EMILY.
Yet I think it would have rendered the new nomenclature more complete to have methodised the names of the elementary, as well as of the compound bodies, though it could not have been done in the same manner. But the names of the simple substances might have indicated their nature, or, at least, some of their principal properties; and if, like the acids and compound salts, all the simple bodies had a similar termination, they would have been immediately known as such. So complete and regular a nomenclature would, I think, have given a clearer and more comprehensive view of chemistry than the present, which is a medley of the old and new terms.
MRS. B.
But you are not aware of the difficulty of introducing into science an entire set of new terms; it obliges all the teachers and professors to go to school again, and if some of the old names, that are least exceptionable, were not left as an introduction to the new ones, few people would have had industry and perseverance enough to submit to the study of a completely new language; and the inferior classes of artists, who can only act from habit and routine, would, at least for a time, have felt material inconvenience from a total change of their habitual terms. From these considerations, Lavoisier and his colleagues, who invented the new nomenclature, thought it most prudent to leave a few links of the old chain, in order to connect it with the new one. Besides, you may easily conceive the inconvenience which might arise from giving a regular nomenclature to substances, the simple nature of which is always uncertain; for the new names might, perhaps, have proved to have been founded in error. And, indeed, cautious as the inventors of the modern chemical language have been, it has already been found necessary to modify it in many respects. In those few cases, however, in which new terms have been adopted to designate simple bodies, these names have been so contrived as to indicate one of the chief properties of the body in question; this is the case with oxygen, which, as I explained to you, signifies generator of acids; and hydrogen generator of water. If all the elementary bodies had a similar termination, as you propose, it would be necessary to change the name of any that might hereafter be found of a compound nature, which would be very inconvenient in this age of discovery.
But to return to the alkalies.—We shall now try to melt some of this caustic potash in a little water, as a circumstance occurs during its solution very worthy of observation.—Do you feel the heat that is produced?
CAROLINE.
Yes, I do; but is not this directly contrary to our theory of latent heat, according to which heat is disengaged when fluids become solid, and cold produced when solids are melted?
MRS. B.
The latter is really the case in all solutions; and if the solution of caustic alkalies seems to make an exception to the rule, it does not, I believe, form any solid objection to the theory. The matter may be explained thus: When water first comes in contact with the potash, it produces an effect similar to the slaking of lime, that is, the water is solidified in combining with the potash, and thus loses its latent heat; this is the heat that you now feel, and which is, therefore, produced not by the melting of the solid, but by the solidification of the fluid. But when there is more water than the potash can absorb and solidify, the latter then yields to the solvent power of the water; and if we do not perceive the cold produced by its melting, it is because it is counterbalanced by the heat previously disengaged.[*]

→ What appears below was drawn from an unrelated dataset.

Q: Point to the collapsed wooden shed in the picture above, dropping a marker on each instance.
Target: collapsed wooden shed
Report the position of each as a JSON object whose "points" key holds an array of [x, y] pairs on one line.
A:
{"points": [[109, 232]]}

A very remarkable property of potash is the formation of glass by its fusion with siliceous earth. You are not yet acquainted with this last substance, further than its being in the list of simple bodies. It is sufficient, for the present, that you should know that sand and flint are chiefly composed of it; alone, it is infusible, but mixed with potash, it melts when exposed to the heat of a furnace, combines with the alkali, and runs into glass.